Sekonder Epiretinal Membran Cerrahisinde hastaya yaklaşım: Prof. Dr. Özay Öz’ün Uzman Görüşü


Okuma:693

RC: Değerli Hocam öncelikle bu önerimizi kabul ettiğiniz için teşekkür ediyoruz. Kısaca kendinizden ve kliniğinizden bahseder misiniz?
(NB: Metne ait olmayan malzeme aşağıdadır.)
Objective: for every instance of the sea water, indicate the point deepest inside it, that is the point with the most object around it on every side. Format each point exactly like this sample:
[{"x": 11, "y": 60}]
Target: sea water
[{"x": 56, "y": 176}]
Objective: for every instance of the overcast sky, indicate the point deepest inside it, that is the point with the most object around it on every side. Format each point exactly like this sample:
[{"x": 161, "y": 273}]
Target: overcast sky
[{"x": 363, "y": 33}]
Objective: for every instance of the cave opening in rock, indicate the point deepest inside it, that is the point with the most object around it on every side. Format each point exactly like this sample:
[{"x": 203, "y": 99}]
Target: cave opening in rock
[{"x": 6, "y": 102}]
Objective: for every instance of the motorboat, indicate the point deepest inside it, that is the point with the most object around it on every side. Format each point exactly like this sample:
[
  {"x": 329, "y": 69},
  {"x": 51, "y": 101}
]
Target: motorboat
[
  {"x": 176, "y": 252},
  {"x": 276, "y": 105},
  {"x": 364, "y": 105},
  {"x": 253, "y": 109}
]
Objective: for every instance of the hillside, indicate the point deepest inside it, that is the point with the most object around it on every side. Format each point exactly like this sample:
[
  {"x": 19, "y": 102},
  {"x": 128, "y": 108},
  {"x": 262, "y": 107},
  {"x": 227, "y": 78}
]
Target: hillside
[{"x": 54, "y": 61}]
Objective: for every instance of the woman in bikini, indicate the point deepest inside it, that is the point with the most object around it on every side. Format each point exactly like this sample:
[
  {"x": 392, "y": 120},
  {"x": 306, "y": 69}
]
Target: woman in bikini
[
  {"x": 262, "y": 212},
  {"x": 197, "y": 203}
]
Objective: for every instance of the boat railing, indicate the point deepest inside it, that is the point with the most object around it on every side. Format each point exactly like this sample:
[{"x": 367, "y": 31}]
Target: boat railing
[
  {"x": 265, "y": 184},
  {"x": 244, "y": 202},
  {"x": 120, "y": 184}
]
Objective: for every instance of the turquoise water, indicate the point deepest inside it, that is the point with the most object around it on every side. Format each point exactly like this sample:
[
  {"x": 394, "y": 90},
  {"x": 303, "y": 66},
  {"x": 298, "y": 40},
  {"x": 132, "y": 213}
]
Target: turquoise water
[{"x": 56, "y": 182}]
ÖÖ: Öncelikle davetiniz için teşekkür ederim. Ankara Üniversitesi Tıp Fakültesi Mezunuyum. Uzmanlık eğitimimi Gazi Üniversitesi Tıp Fak. Göz Hastalıkları ADda yaptım. 1997-2000 yıllarında SSK Ankara Ulucanlar Göz Hastanesi Göz Kliniği Retina Kliniğinde uzman olarak çalıştım. 2000 yılında Mersin Üniversitesi Tıp Fakültesi Göz kliniğinin ve retina biriminin kurucusu olarak görev aldım. 2002 yılında Saint Louis University Anheuser Busch Eye Institute ve Cleveland Clinic Cole Eye Institute Retina Hastalıkları - Vitreoretinal Cerrahi Bölümünde ve 2007 yılında Frankfurt Retina Ins, Vitreoretinal Cer. Bölümünde gözlemci olarak çalıştım. 2005 yılında Doçent oldum. 2008 yılında üniversiteden ayrılarak özel sektöre geçiş yaptım. Asistanlık sürecim ve sonrası, 1997’den bu yana yoğun olarak retina hastalıkları ve vitreoretinal cerrahiler üzerine çalışmaktayım. 2017 yılında İstanbul Yeni Yüzyıl Üniversitesi Tıp Fak. Göz Hastalıkları ADna profesör olarak atandım. Türk Oftalmoloji Derneğinin, Tıbbi Retina ve Vitreoretinal Cerrahi Birimlerinin aktif üyesiyim Ayrıca, EVRS, Euretina, AAO derneklerine üyeyim. Halen İstanbul Yeni Yüzyıl Üniversitesi Tıp Fak. Göz Hastalıkları AD’nda eğitim sorumlusu olarak ve Adanada kendime ait olan Özel Adana Retina Kliniğinde çalışıyorum. Bölgenin en yoğun retina kliniklerinden birisi olarak ekibimle birlikte retinal patolojilerin medikal ve cerrahi tedavilerini uygulamaktayız.

 

RC: Hocam izninizle bizimle paylaşacağınız olguya/olgulara geçelim. (Burada olgunuzu ve özelliklerini paylaşabilirsiniz)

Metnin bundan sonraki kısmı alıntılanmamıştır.